Sitting Woman with Legs Drawn Up, 1917 by Egon Schiele
In 1917, Egon Schiele painted his wife Edith Harms, and titled his creation Sitting Woman with Legs Drawn Up. The portrait displays Edith sitting on the floor, resting her cheek on her left knee. The fiery red tones of her carefree hair produce a striking contrast with the vibrant greens of her loosely fitted shirt. Her look is bold and intense as she appears to be staring directly at the viewer. Her casual pose and attire create an intimate moment with onlookers.
The suggestive nature of this portrait was not an uncommon trait in Egon Schiele's work, as he admired the controversial artistic manner of his mentor, Klimt, especially The Kiss painting. However, making eroticism the major theme in most of his artwork got Schiele in trouble with the law. He was imprisoned in 1912 for obscenity in his paintings, an incident that did not deter him from his erotic artwork, (although it may have motivated him to put clothes on Edith in 'Sitting Woman with Legs Drawn Up'). Schiele created approximately 300 paintings and more than 3000 works on paper during his career. His life was cut short when he died of the Spanish Influenza at just 28 years old; his pregnant wife died of the same illness a mere three days later.

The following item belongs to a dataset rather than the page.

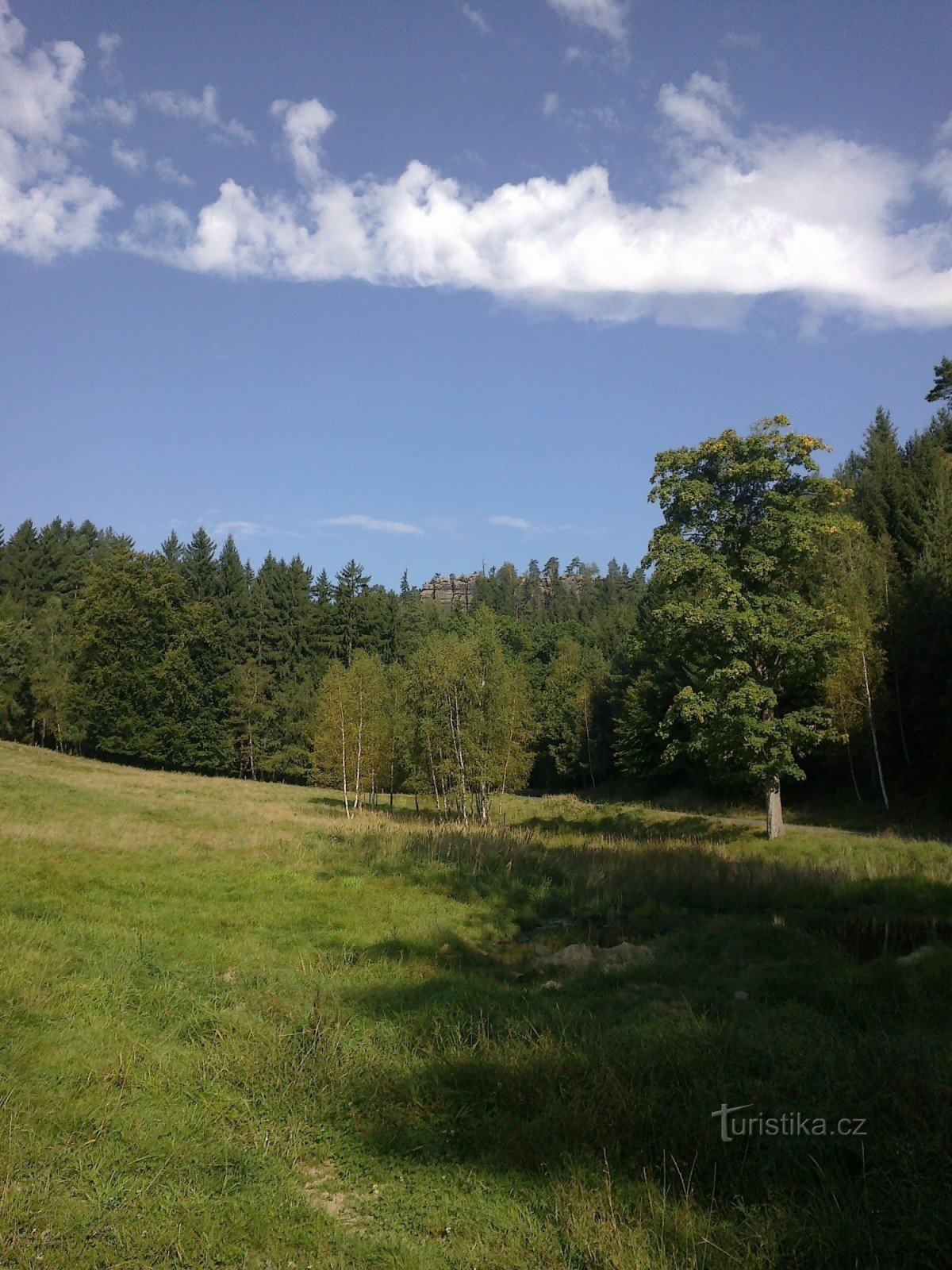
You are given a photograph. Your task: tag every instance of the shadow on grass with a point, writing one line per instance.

In a review of a 1997 Schiele Exhibition, the Museum of Modern Art in New York wrote:
Egon Schiele invested his art with an emotional intensity that, coupled with his radical formal innovations, characterized the Austrian contribution to Expressionism. His preoccupation with sexuality and existential explorations of the human condition convey him both as a product of his time and an artist who achieved aesthetic maturation when he was barely post-adolescent. The very aspects of Schiele's art that precluded its popularity during much of his lifetime - ugly distortion in place of accepted notions of beauty, unveiled eroticism, and personal angst - are those for which it is considered most compelling today."
Sitting Woman with Legs Drawn Up by Egon Schiele is currently located at the the Narodni Galerie.